Do turnieju seniorów zgłoszonych zostało 47 zawodników. My do Turawy pojechaliśmy w sześcioosobowym składzie: Michał Galas, Marek Płóciennik, Wojciech Głuszek, Dawid Połoszczański, Krzesimir Kleszcz i Maciej Malecha. Zabrakło jedynie Jakuba Załuskiego, któremu udział w zawodach uniemożliwiła choroba. Fakt tak licznej reprezentacji sprawił, że na różnych etapach turnieju nasi zawodnicy trafiali na siebie i wzajemnie „wyżynali się”.
Już w I rundzie Michał Galas musiał zagrać z Markiem Płóciennikiem - pokonał go 3:0. W dalszej części zmagań zwycięzca radził sobie równie dobrze i w półfinale trafił na kolejnego kolegę z drużyny - młodego Macieja Malechę. Z nim też wygrał 3:0 i zameldował się w finale.
- Awans Maćka do półfinału to miła niespodzianka - mówi Jan Głuszek, kierownik drużyny. - Tym bardziej, że nie miał wcale łatwych przeciwników.
W drugiej połówce turniejowej drabinki dobrze prezentował się Wojciech Głuszek i po kolejnych wygranych awansował do półfinału, w którym jego przeciwnikiem był Maciej Sinicki (GOSDiM Turawa). On w drodze do tej fazy mistrzostw wyeliminował naszego Krzesimira Kleszcza, a ten z kolei wcześniej w pięciu setach pokonał Dawida Połoszczańskiego.
W półfinale Wojtek nie dał rady Sinickiemu - przegrał 0:3, ale łatwo meczu nie oddał rywalowi, który - zdaniem obserwatorów - poczynił spore postępy w porównaniu do poprzednich mistrzostw.
Szanse na brązowe medale zachowało trzech naszych zawodników: Wojciech Głuszek, Maciej Malecha i Dawid Połoszczański. I znów doszło do bratobójczego pojedynku, w którym Wojtek pokonał 3:1 Dawida.

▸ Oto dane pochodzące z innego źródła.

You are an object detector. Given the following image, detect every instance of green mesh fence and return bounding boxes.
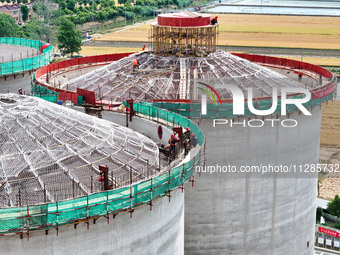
[0,104,204,234]
[31,83,84,105]
[0,37,53,76]
[151,92,335,119]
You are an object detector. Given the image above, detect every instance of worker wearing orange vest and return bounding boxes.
[133,58,139,70]
[169,134,178,159]
[210,16,218,25]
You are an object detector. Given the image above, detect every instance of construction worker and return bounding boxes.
[190,134,198,147]
[210,16,218,25]
[169,134,178,159]
[183,127,191,141]
[133,58,140,70]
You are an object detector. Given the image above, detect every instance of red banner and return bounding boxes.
[319,227,340,237]
[313,84,337,99]
[77,88,96,105]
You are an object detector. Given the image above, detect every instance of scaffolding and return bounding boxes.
[150,24,218,56]
[0,94,160,208]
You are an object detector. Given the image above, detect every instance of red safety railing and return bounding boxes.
[232,53,336,99]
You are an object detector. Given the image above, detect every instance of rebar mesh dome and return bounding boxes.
[60,50,301,102]
[0,94,159,207]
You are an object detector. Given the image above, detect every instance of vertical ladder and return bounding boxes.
[179,58,187,99]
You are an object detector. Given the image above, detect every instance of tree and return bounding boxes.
[0,13,20,37]
[59,1,66,9]
[327,195,340,217]
[20,5,30,22]
[57,18,82,56]
[67,0,76,11]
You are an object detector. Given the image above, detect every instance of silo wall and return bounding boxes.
[185,106,321,255]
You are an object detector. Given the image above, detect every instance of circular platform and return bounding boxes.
[158,12,211,27]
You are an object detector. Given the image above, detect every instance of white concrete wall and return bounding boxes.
[185,107,321,255]
[0,189,184,255]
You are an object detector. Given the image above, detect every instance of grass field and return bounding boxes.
[80,46,140,56]
[96,14,340,49]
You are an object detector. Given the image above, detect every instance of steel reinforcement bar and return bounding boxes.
[0,104,205,238]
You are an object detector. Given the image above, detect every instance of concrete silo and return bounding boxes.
[31,13,336,255]
[0,94,200,254]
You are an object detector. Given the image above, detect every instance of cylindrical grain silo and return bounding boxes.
[32,14,336,255]
[0,94,202,255]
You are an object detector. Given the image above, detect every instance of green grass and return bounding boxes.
[219,24,340,35]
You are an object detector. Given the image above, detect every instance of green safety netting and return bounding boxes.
[0,104,204,234]
[149,92,335,118]
[0,37,53,76]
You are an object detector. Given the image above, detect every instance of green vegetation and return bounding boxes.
[219,24,340,35]
[316,206,322,223]
[20,5,30,22]
[327,195,340,217]
[57,18,82,57]
[0,13,20,37]
[12,0,193,45]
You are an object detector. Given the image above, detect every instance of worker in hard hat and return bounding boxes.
[210,16,218,25]
[183,127,191,141]
[190,134,198,148]
[133,58,139,70]
[169,134,178,159]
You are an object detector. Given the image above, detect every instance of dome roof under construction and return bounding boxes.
[56,50,310,102]
[0,94,159,207]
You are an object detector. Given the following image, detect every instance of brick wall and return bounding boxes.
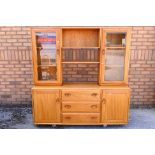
[0,27,32,104]
[0,27,155,105]
[129,27,155,105]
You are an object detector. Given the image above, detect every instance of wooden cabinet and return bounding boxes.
[32,27,130,125]
[62,113,100,125]
[100,29,130,85]
[32,29,62,85]
[101,89,130,124]
[32,89,61,124]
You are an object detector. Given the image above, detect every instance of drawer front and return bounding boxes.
[62,113,100,124]
[62,90,100,101]
[62,102,100,112]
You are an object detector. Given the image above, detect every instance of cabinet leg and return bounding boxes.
[52,124,56,128]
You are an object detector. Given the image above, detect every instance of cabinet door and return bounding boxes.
[100,29,130,85]
[32,29,62,85]
[102,90,130,124]
[33,90,60,124]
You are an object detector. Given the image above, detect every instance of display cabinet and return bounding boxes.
[32,27,130,125]
[100,29,130,85]
[32,29,61,85]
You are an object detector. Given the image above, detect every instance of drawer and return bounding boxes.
[62,90,100,101]
[62,113,100,124]
[62,102,100,112]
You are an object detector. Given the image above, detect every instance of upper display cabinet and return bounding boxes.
[100,29,130,85]
[32,29,61,85]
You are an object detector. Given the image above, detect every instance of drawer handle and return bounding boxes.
[65,93,71,96]
[65,105,71,109]
[65,116,71,119]
[91,105,97,109]
[91,93,97,96]
[101,98,106,104]
[91,116,97,119]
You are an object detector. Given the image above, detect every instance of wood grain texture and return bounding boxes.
[31,28,62,85]
[62,101,100,112]
[101,89,130,123]
[32,89,61,124]
[62,89,100,101]
[62,113,100,124]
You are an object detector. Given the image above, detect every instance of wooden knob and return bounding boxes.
[65,116,71,119]
[91,93,97,96]
[101,98,106,104]
[56,98,60,102]
[91,116,97,119]
[65,93,71,96]
[65,105,71,109]
[91,105,97,109]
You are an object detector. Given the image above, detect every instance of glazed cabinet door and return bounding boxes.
[32,29,62,85]
[100,29,130,85]
[101,90,130,124]
[32,90,61,124]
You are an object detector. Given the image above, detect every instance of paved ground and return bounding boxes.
[0,107,155,129]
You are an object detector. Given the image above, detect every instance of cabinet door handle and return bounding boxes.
[65,105,71,109]
[91,93,97,96]
[65,93,71,96]
[101,98,106,104]
[65,116,71,119]
[56,98,60,102]
[91,116,97,119]
[91,105,97,109]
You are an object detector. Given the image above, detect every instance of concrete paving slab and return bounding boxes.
[0,107,155,129]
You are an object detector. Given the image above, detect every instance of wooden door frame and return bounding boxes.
[99,28,131,85]
[31,28,62,86]
[32,88,62,125]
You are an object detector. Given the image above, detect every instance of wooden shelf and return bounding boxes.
[62,47,100,49]
[62,61,100,64]
[38,65,56,67]
[106,46,126,49]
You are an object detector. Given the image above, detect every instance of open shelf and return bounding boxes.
[62,47,100,49]
[106,46,125,49]
[62,28,100,48]
[62,61,100,64]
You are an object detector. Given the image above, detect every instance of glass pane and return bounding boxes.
[104,49,125,81]
[106,33,126,46]
[36,32,57,80]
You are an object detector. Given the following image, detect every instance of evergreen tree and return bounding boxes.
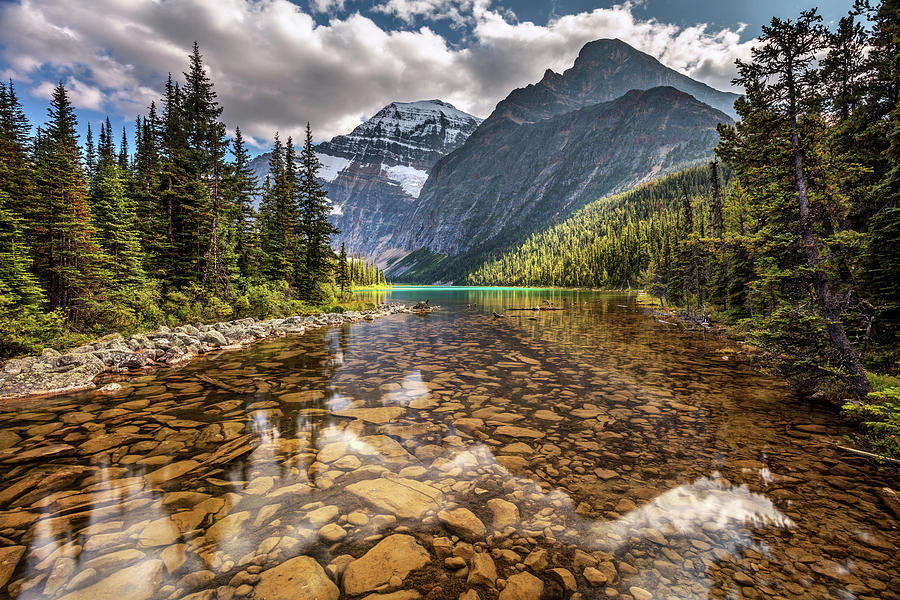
[260,132,297,281]
[90,118,146,288]
[723,9,871,394]
[84,123,97,181]
[118,125,128,172]
[227,127,259,282]
[337,242,350,298]
[158,74,190,288]
[35,83,104,323]
[297,123,340,302]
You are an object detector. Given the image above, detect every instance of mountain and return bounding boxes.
[389,40,738,279]
[397,87,731,262]
[251,100,481,256]
[492,39,739,129]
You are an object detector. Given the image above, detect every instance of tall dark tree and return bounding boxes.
[226,127,260,282]
[35,83,104,322]
[297,123,340,302]
[89,118,146,288]
[734,9,871,394]
[84,123,97,180]
[337,242,350,298]
[260,132,297,282]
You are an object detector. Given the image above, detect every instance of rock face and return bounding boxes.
[391,87,731,272]
[344,534,431,596]
[500,572,544,600]
[251,556,341,600]
[251,100,481,256]
[389,40,737,281]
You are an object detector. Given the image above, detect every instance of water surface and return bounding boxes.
[0,288,900,600]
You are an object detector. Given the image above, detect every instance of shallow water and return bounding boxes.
[0,289,900,600]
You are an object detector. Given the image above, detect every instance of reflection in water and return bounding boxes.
[0,289,900,600]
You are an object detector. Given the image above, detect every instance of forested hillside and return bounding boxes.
[469,2,900,451]
[468,167,728,288]
[0,44,383,357]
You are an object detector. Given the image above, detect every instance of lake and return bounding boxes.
[0,287,900,600]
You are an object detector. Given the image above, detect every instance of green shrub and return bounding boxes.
[844,374,900,457]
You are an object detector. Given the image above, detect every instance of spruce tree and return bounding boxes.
[35,82,105,323]
[720,10,871,394]
[227,127,259,283]
[337,242,350,298]
[297,123,340,302]
[84,123,96,181]
[90,118,146,289]
[260,132,296,281]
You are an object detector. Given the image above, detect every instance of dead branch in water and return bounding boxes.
[196,375,249,394]
[834,444,900,465]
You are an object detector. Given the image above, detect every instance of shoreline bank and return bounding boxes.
[0,304,409,402]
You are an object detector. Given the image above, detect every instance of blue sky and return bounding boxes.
[0,0,850,150]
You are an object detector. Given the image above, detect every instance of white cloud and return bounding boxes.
[0,0,750,144]
[373,0,475,26]
[309,0,344,13]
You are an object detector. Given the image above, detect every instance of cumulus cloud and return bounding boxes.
[373,0,487,27]
[0,0,750,144]
[309,0,344,13]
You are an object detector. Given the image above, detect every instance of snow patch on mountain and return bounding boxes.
[316,152,350,183]
[381,165,428,198]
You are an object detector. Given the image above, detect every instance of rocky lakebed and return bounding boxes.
[0,290,900,600]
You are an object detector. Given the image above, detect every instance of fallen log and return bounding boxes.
[834,444,900,465]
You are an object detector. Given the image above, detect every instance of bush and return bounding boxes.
[844,374,900,457]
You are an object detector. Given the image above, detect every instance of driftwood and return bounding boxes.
[878,488,900,520]
[834,444,900,465]
[196,375,250,394]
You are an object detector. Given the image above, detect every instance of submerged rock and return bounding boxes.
[60,560,163,600]
[251,556,340,600]
[345,477,443,519]
[499,573,544,600]
[344,533,431,596]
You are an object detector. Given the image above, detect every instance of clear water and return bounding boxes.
[0,288,900,600]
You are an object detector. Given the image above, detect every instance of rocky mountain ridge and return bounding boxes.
[251,100,481,256]
[389,40,738,274]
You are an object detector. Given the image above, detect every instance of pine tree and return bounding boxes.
[260,132,296,281]
[158,74,194,288]
[89,118,146,288]
[84,123,97,181]
[297,123,340,302]
[118,125,128,172]
[226,127,259,283]
[337,243,350,298]
[35,82,105,323]
[0,81,46,356]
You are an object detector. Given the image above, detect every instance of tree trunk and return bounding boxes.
[791,124,872,395]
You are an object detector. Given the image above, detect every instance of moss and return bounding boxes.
[844,373,900,458]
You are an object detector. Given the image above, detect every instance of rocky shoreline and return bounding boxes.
[0,304,409,401]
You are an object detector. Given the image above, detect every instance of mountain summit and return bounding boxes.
[485,39,738,126]
[253,100,481,256]
[384,35,738,279]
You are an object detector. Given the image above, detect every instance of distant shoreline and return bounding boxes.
[0,304,409,404]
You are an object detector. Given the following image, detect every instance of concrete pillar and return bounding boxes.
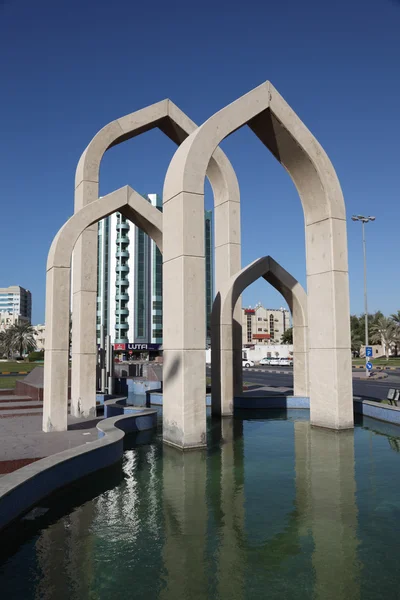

Mniej szczęścia miał Maciek - przegrał 2:3 z Adamem Linkiem (LZS Chepsa Żywocice).
W finale Michał Galas bez straty seta wygrał z Maciejem Sinickim i obronił tytuł z 2020 roku.
Czołówka turnieju: 1. Michał Galas (Blyss Kujakowice), 2. Maciej Sinicki (GOSDiM Turawa). 3. Wojciech Głuszek (Blyss) i Adam Linek (LZS Żywocice). 5-6: Maciej Malecha i Dawid Połoszczański (obaj Blyss).
Nagrody dla najlepszych zawodników wręczała Maria Kała, prezes Opolskiego Związku Tenisa Stołowego.